Federated learning (FL) is a rapidly evolving paradigm that facilitates distributed training of large-scale deep neural networks (DNNs). However, the distributed nature exposes the system to threats from potentially malicious or low-quality participants, which can significantly degrade the overall performance of FL. Existing contribution evaluation approaches in previous FL studies are vulnerable when there exist complicated types of malicious or low-quality clients. In this article, we propose to assess the clients’ contributions by treating their model parameters as data. By extracting information from the statistical properties of model parameters using principal component analysis-based data mining techniques, we quantitatively estimate the similarity and diversity between different clients. Furthermore, we analyze the convergence of our proposed method and establish a convergence rate of $\mathcal {O}({1}/{T})$ with commonly accepted assumptions. Extensive experiments are conducted on public datasets to evaluate the effectiveness of our proposed method against typical malicious or low-quality clients: sybil-based backdoor attackers and clients with redundant data.
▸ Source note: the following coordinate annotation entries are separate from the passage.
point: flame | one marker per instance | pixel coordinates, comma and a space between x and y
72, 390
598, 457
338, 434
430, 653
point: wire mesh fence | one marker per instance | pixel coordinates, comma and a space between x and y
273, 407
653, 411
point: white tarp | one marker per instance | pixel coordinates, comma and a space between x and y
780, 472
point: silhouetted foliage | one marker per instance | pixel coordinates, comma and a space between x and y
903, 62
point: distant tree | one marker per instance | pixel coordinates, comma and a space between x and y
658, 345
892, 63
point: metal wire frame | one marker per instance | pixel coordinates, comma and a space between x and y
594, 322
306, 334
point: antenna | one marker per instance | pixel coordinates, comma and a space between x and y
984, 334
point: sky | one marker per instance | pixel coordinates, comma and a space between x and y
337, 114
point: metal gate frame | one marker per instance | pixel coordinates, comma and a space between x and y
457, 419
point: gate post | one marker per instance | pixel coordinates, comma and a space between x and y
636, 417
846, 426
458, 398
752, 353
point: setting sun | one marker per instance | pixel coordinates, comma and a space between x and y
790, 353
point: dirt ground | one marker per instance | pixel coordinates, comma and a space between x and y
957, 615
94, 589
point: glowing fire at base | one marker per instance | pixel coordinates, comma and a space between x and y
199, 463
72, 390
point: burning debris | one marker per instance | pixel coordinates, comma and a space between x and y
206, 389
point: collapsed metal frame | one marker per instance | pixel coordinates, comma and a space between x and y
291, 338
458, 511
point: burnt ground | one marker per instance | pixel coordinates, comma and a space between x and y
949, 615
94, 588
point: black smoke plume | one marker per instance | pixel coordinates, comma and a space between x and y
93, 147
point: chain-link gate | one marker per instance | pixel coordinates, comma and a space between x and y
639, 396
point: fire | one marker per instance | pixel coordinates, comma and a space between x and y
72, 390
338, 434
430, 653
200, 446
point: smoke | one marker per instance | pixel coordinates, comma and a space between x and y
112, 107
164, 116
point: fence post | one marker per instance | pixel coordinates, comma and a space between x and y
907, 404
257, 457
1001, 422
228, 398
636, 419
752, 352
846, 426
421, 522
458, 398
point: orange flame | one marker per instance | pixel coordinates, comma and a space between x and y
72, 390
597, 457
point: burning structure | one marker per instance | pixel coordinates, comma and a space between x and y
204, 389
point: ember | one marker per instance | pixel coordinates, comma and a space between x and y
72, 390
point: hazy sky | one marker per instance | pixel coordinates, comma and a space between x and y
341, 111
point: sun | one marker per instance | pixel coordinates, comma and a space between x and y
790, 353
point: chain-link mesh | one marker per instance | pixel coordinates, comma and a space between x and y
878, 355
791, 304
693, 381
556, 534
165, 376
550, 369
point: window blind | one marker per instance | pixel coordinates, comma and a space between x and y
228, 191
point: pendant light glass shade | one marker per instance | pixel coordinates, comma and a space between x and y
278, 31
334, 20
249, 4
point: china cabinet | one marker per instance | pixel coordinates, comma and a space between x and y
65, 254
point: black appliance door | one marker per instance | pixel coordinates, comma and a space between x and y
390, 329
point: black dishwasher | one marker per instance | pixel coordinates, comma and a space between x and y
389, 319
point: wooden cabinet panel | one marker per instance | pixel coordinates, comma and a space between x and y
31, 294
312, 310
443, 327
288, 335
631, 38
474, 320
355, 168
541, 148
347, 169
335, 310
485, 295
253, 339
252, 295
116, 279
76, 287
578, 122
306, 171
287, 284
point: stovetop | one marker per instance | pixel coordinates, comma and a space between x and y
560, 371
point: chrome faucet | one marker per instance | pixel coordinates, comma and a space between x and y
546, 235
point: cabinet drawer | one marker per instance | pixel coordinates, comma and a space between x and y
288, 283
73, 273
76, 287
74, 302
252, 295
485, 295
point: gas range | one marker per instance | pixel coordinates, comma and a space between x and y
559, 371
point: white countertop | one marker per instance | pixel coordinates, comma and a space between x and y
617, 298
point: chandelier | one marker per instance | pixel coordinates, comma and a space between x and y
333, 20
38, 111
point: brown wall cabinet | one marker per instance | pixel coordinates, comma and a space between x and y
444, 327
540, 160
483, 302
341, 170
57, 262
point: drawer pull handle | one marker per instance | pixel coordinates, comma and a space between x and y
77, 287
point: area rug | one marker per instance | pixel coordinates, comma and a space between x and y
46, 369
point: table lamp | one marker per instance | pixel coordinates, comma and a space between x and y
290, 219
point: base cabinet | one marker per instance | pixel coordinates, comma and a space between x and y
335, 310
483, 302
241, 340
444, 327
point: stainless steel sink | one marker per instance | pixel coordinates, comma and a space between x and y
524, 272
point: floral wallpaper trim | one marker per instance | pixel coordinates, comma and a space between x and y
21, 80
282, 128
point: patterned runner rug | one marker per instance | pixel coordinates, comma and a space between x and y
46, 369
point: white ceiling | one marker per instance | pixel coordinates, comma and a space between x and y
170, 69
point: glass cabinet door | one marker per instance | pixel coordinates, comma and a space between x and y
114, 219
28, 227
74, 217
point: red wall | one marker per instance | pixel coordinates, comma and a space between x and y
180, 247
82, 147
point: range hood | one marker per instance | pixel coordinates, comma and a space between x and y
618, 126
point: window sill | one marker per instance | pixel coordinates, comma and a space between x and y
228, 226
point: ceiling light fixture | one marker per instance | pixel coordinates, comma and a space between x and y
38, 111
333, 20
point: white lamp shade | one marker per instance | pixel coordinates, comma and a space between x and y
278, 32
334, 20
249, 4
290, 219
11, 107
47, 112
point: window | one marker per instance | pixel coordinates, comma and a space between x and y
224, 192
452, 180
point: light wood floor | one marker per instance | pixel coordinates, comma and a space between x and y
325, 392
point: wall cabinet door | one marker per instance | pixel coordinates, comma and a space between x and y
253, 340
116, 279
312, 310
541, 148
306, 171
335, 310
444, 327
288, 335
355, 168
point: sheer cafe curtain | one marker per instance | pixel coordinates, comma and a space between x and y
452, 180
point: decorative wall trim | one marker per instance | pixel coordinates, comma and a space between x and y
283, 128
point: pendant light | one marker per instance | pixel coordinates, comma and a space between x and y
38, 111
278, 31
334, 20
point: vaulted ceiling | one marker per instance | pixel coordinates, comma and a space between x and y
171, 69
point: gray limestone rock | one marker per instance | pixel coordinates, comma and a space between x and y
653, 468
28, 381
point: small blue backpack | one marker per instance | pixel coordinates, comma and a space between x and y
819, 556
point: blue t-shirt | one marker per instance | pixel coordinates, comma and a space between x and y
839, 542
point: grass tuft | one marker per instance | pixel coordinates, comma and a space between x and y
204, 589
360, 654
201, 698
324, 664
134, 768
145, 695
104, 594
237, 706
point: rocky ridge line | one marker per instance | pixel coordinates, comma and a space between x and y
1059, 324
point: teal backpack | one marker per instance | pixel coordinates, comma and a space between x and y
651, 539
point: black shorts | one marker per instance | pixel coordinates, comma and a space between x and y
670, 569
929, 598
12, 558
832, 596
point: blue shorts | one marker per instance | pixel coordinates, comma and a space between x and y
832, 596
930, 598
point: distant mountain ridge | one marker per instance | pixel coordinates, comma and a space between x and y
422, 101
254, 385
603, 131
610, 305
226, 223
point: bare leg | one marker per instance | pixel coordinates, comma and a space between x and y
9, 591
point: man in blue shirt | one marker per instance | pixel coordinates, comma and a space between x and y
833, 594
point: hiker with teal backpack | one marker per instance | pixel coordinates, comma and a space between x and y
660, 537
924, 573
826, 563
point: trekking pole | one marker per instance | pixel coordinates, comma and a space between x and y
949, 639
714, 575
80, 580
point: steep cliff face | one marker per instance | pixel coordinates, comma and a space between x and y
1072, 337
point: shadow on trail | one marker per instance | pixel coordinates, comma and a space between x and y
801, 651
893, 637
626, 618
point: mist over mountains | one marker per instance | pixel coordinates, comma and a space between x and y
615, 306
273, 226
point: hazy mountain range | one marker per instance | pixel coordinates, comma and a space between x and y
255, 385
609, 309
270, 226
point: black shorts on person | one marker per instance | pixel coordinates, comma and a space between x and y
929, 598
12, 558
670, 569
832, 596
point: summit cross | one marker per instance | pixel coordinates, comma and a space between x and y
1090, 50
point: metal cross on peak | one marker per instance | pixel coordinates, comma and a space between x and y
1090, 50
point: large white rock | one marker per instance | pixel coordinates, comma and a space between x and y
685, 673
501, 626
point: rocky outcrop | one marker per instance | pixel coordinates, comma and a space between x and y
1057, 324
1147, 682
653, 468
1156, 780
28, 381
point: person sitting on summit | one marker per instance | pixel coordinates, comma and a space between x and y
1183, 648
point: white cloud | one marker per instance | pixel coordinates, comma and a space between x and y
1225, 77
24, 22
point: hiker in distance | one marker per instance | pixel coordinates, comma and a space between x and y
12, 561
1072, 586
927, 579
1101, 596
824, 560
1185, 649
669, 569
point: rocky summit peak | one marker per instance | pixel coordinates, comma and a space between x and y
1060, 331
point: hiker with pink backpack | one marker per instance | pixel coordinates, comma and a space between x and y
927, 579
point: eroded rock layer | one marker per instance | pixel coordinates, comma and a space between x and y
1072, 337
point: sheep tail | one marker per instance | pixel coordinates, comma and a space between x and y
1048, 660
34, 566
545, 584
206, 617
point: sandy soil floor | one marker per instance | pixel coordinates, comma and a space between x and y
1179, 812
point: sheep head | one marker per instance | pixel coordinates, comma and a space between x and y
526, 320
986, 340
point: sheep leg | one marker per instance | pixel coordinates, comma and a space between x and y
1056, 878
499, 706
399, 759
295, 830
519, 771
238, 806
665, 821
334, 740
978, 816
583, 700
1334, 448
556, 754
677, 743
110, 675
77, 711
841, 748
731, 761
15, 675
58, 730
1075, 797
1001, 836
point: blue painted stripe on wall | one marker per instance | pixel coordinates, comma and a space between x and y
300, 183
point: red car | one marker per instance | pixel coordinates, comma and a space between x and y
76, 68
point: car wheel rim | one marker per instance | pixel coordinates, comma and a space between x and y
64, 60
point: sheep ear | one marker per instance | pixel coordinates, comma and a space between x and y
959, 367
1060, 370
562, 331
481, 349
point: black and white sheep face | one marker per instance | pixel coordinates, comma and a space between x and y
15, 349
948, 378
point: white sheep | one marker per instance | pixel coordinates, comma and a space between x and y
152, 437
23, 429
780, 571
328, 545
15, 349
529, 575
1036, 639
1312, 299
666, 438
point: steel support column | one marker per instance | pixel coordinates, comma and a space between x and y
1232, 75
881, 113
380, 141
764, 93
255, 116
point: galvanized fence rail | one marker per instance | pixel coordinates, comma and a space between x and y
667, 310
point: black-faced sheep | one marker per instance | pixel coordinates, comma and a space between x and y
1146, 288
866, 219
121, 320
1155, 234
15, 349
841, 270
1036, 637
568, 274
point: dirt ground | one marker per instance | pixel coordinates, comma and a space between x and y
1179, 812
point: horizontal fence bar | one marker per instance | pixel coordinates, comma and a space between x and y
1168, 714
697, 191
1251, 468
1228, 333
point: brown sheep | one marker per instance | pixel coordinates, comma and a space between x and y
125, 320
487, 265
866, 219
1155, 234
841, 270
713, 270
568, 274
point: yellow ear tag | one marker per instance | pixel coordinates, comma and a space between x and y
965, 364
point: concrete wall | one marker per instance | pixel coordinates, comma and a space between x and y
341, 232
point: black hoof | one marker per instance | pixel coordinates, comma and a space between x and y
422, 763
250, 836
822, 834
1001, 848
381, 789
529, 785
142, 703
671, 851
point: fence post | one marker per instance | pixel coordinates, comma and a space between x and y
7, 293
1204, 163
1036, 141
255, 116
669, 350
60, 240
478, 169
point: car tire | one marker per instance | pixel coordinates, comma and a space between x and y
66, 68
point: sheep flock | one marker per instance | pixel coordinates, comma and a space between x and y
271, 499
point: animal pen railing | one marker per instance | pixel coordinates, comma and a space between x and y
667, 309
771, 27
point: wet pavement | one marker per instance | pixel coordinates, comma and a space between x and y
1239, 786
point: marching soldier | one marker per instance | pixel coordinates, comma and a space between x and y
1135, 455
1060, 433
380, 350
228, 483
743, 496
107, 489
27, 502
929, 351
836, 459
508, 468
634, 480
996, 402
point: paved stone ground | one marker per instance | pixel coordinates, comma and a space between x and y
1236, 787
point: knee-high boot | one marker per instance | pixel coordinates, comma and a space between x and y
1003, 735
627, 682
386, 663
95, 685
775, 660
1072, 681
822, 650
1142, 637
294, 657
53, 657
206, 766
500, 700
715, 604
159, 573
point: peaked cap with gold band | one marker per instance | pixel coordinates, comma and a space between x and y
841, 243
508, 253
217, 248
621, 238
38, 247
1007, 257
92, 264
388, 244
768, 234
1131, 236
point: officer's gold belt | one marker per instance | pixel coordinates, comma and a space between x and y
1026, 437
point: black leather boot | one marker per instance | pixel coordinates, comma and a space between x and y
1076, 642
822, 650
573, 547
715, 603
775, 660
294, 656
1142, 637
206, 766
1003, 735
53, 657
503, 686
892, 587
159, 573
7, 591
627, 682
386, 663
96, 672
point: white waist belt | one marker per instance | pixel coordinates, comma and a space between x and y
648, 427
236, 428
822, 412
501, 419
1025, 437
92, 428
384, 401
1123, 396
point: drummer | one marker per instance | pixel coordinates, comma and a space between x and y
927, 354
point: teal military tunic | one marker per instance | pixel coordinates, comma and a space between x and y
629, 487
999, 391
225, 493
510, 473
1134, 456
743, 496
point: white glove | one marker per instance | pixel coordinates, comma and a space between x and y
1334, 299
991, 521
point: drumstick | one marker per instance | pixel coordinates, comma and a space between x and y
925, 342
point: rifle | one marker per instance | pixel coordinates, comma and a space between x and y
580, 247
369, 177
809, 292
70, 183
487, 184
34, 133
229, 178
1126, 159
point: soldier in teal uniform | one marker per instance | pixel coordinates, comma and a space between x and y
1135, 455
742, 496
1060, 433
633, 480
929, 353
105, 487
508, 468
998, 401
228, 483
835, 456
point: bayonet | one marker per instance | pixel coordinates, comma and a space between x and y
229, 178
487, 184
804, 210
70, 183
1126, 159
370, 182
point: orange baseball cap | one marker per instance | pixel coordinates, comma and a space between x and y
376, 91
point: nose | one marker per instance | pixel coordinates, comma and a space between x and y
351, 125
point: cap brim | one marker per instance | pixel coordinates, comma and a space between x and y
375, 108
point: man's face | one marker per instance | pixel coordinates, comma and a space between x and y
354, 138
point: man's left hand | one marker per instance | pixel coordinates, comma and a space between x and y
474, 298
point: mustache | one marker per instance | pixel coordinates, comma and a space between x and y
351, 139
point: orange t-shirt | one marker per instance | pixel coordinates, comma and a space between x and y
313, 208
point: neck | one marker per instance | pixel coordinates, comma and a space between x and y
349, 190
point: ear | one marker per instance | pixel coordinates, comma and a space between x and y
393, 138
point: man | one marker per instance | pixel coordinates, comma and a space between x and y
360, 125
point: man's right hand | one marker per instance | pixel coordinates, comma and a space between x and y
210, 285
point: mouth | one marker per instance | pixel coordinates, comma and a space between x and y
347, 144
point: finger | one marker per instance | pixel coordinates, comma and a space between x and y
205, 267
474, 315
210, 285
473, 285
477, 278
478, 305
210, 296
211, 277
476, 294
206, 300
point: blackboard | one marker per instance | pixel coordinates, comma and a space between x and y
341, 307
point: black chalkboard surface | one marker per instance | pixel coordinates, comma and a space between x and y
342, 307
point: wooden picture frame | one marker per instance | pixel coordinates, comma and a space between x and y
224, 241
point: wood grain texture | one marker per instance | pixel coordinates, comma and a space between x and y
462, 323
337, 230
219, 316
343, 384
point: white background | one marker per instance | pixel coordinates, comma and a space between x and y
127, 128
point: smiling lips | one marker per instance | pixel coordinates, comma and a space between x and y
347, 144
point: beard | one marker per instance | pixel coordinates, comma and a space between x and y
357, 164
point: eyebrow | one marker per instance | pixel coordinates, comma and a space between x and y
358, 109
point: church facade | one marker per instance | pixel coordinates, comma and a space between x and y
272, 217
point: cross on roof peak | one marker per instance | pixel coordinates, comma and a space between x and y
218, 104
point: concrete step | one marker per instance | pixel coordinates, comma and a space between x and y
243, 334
Experimental results demonstrate the superiority of our approach in excluding malicious or low-quality clients and thereby enhancing the model performance in FL.
相似性与多样性:联盟学习中基于 PCA 的贡献评估
联邦学习(FL)是一种快速发展的范式,它促进了大规模深度神经网络(dnn)的分布式训练。然而,分布式特性使系统暴露在潜在恶意或低质量参与者的威胁下,这可能会显著降低FL的整体性能。当存在复杂类型的恶意或低质量客户端时,现有的FL研究中的贡献评估方法是脆弱的。在本文中,我们建议通过将客户的模型参数视为数据来评估客户的贡献。通过使用基于主成分分析的数据挖掘技术从模型参数的统计属性中提取信息,我们定量地估计了不同客户之间的相似性和多样性。进一步,我们分析了所提方法的收敛性,并在普遍接受的假设条件下建立了$\mathcal {O}({1}/{T})$的收敛率。在公共数据集上进行了大量的实验,以评估我们提出的方法对典型恶意或低质量客户端的有效性:基于sybilb的后门攻击者和具有冗余数据的客户端。实验结果证明了我们的方法在排除恶意或低质量客户端方面的优越性,从而提高了FL中的模型性能。
本文章由计算机程序翻译,如有差异,请以英文原文为准。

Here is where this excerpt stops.